Pretty looking rolls. I am all for savory ones.

Asha said...

Hi Aparna, good to see you baking away. I am very very jealous. I haven't cooked in 2 weeks now, no oven at all. Rolls look mouthwatering, wish I could start baking, miss it so much but it will take quite a while for me to come back to blogging.
We are off to the beach for 3 days to get away, enjoy blogging. Hugs ! :))

MyKitchenInHalfCups said...

Hooray for the savory! Excellent filling and great technique. I do like that quote from Brown in the Tassajara Bread Book

Aparna said...

Thanks, I hope you all try these. They're not too difficult to make. Its as much fun making them as eating them.:)

Nice to see you back, Asha.
Will wait to see you at your blog. In the meanwhile, enjoy your short break.

Simran said...

This is so unfair! I have taped your dill and paneer rolls recipe to my fridge to bake first thing tomorrow and now you come up with another one that's just as pretty. What do I do now :)

n33ma said...

lovely rolls.cheese makes it all the more better.

Jude said...

Looks great... That's a nice quote about recipes. So true.

zorra said...

Great idea! Now I'm hungry and would like to try on or two...

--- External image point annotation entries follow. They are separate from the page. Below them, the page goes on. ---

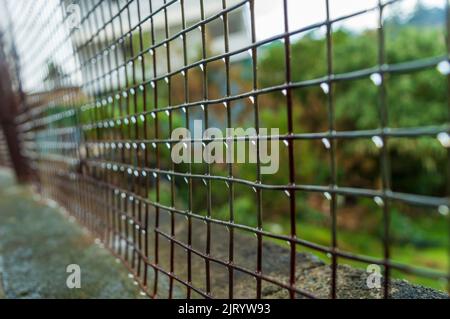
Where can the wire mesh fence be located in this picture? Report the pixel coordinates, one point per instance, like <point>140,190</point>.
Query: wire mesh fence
<point>106,83</point>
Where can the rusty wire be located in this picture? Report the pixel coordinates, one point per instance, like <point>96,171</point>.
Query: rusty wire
<point>100,157</point>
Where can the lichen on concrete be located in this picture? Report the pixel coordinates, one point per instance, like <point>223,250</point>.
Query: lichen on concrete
<point>37,243</point>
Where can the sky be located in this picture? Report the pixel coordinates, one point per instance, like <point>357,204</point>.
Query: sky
<point>306,12</point>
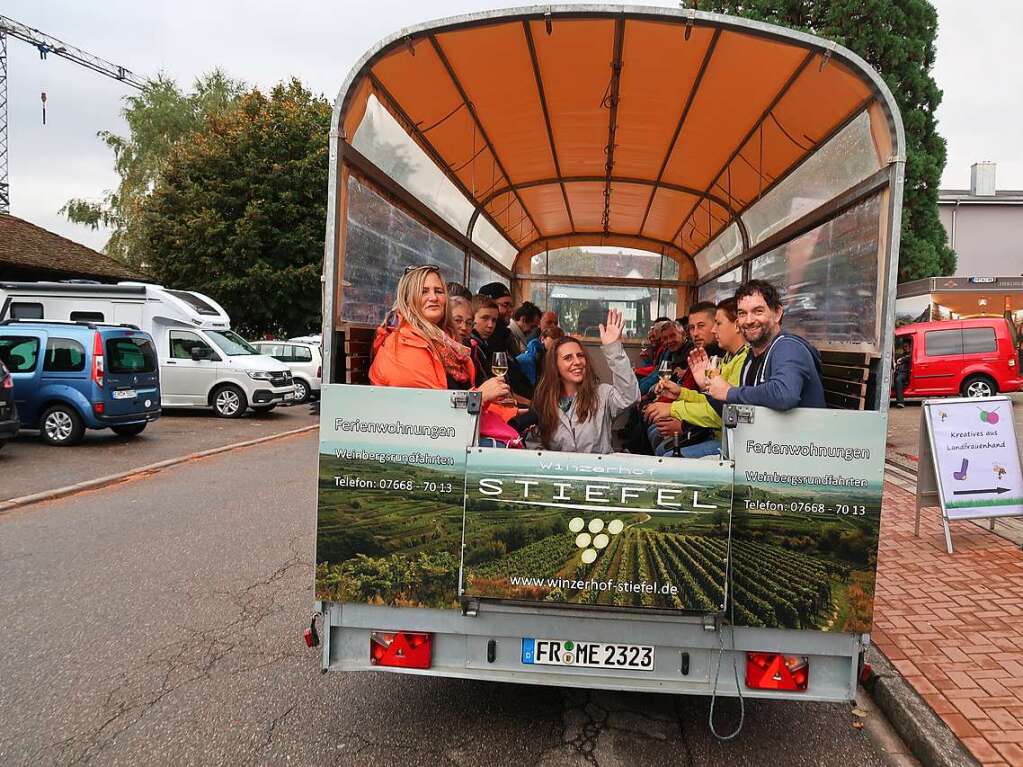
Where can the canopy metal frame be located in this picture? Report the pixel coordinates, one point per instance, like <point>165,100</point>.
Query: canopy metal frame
<point>890,177</point>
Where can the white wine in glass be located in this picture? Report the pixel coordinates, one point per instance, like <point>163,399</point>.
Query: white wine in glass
<point>664,371</point>
<point>500,363</point>
<point>712,368</point>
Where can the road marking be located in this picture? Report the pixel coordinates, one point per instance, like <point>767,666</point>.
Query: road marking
<point>81,487</point>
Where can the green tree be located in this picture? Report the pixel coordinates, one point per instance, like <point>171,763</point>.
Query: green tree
<point>158,118</point>
<point>896,38</point>
<point>237,211</point>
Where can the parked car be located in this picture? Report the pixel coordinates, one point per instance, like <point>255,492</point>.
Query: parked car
<point>69,376</point>
<point>203,362</point>
<point>303,358</point>
<point>9,422</point>
<point>971,358</point>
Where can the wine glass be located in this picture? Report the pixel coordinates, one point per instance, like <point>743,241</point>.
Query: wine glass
<point>499,365</point>
<point>713,368</point>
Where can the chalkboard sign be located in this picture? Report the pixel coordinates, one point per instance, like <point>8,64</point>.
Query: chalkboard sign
<point>969,460</point>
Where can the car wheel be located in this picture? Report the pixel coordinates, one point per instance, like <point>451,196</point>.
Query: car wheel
<point>130,430</point>
<point>229,402</point>
<point>61,425</point>
<point>979,386</point>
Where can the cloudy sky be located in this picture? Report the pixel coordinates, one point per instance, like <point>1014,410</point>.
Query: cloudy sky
<point>260,42</point>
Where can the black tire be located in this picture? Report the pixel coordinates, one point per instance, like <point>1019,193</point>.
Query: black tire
<point>61,425</point>
<point>302,391</point>
<point>228,401</point>
<point>979,386</point>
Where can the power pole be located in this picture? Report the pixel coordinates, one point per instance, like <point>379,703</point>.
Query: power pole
<point>46,45</point>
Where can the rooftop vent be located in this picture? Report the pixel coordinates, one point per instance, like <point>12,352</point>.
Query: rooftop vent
<point>982,179</point>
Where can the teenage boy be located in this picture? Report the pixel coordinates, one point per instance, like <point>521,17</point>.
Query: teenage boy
<point>692,407</point>
<point>525,320</point>
<point>499,294</point>
<point>485,321</point>
<point>783,370</point>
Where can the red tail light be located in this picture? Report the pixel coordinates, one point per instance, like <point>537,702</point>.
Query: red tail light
<point>97,359</point>
<point>774,671</point>
<point>401,649</point>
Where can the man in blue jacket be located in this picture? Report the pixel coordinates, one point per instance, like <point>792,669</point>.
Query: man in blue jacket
<point>782,370</point>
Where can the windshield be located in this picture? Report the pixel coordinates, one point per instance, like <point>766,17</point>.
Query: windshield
<point>230,343</point>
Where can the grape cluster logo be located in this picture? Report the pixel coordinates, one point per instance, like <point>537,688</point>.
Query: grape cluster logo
<point>594,537</point>
<point>988,416</point>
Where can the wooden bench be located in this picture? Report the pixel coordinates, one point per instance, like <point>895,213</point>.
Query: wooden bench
<point>353,346</point>
<point>847,379</point>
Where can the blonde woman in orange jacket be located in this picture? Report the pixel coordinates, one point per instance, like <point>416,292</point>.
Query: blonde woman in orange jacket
<point>416,347</point>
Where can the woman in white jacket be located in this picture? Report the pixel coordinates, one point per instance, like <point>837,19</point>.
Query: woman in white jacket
<point>573,408</point>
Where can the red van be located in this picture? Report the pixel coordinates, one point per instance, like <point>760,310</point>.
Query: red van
<point>969,358</point>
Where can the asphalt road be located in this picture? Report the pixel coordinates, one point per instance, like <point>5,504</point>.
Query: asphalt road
<point>159,621</point>
<point>30,465</point>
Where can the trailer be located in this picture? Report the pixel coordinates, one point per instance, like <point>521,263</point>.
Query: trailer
<point>501,145</point>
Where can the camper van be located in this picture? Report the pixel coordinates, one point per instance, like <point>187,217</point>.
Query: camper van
<point>203,363</point>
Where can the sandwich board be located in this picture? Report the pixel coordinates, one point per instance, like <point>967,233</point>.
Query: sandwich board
<point>969,460</point>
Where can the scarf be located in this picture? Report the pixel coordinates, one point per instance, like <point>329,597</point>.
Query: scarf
<point>455,359</point>
<point>454,356</point>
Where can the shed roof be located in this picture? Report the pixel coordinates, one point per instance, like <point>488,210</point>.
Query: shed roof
<point>660,125</point>
<point>26,245</point>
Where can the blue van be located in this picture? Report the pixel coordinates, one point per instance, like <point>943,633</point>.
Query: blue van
<point>70,376</point>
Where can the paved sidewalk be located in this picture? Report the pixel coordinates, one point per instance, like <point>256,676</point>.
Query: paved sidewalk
<point>952,625</point>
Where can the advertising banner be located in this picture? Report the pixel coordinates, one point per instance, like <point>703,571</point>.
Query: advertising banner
<point>390,493</point>
<point>975,458</point>
<point>614,531</point>
<point>806,519</point>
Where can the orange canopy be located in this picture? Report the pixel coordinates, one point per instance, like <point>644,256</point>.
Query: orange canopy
<point>657,127</point>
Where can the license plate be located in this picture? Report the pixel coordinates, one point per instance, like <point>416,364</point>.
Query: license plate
<point>587,655</point>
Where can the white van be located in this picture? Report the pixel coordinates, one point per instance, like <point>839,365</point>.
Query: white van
<point>303,358</point>
<point>203,363</point>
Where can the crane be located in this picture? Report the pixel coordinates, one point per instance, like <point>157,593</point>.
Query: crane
<point>46,45</point>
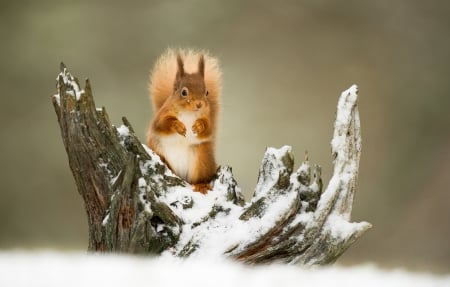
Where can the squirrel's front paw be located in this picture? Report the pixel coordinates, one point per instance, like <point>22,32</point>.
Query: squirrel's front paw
<point>180,128</point>
<point>198,127</point>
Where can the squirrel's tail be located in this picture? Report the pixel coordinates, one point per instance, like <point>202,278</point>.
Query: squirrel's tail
<point>162,77</point>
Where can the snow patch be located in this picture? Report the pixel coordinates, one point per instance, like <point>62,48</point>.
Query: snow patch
<point>50,268</point>
<point>71,84</point>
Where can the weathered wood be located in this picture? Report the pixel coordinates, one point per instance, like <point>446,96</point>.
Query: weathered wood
<point>135,204</point>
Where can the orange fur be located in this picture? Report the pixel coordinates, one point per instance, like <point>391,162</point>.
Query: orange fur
<point>185,91</point>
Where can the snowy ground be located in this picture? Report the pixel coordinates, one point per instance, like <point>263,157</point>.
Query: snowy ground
<point>77,269</point>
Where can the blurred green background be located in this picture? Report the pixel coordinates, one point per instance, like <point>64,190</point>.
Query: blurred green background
<point>284,63</point>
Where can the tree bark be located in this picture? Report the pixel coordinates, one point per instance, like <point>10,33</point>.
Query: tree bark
<point>135,204</point>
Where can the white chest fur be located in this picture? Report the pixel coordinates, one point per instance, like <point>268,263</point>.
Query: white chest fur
<point>179,150</point>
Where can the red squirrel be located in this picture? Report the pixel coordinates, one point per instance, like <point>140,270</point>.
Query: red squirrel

Thx for your participation in WBD'08.

sunshinemom said...

Though I like sweet rolls too, my preference will always be for the savoury fillings - this one agrees with me too! Maybe I would fill it with crumbled tofu or just mashed potatoes or something:)

Nidhi said...

Looks like a winner of a recipe. Has got me all excited to try it soon.

Kevin said...

These savoury rolls are a great idea! They sound really tasty!

Baking Soda said...

Hurray for savoury! Great combination of flavours, they look so appetizing!

Aparna said...

Thanks again.

Raaga said...

I am wondering how on earth I missed this!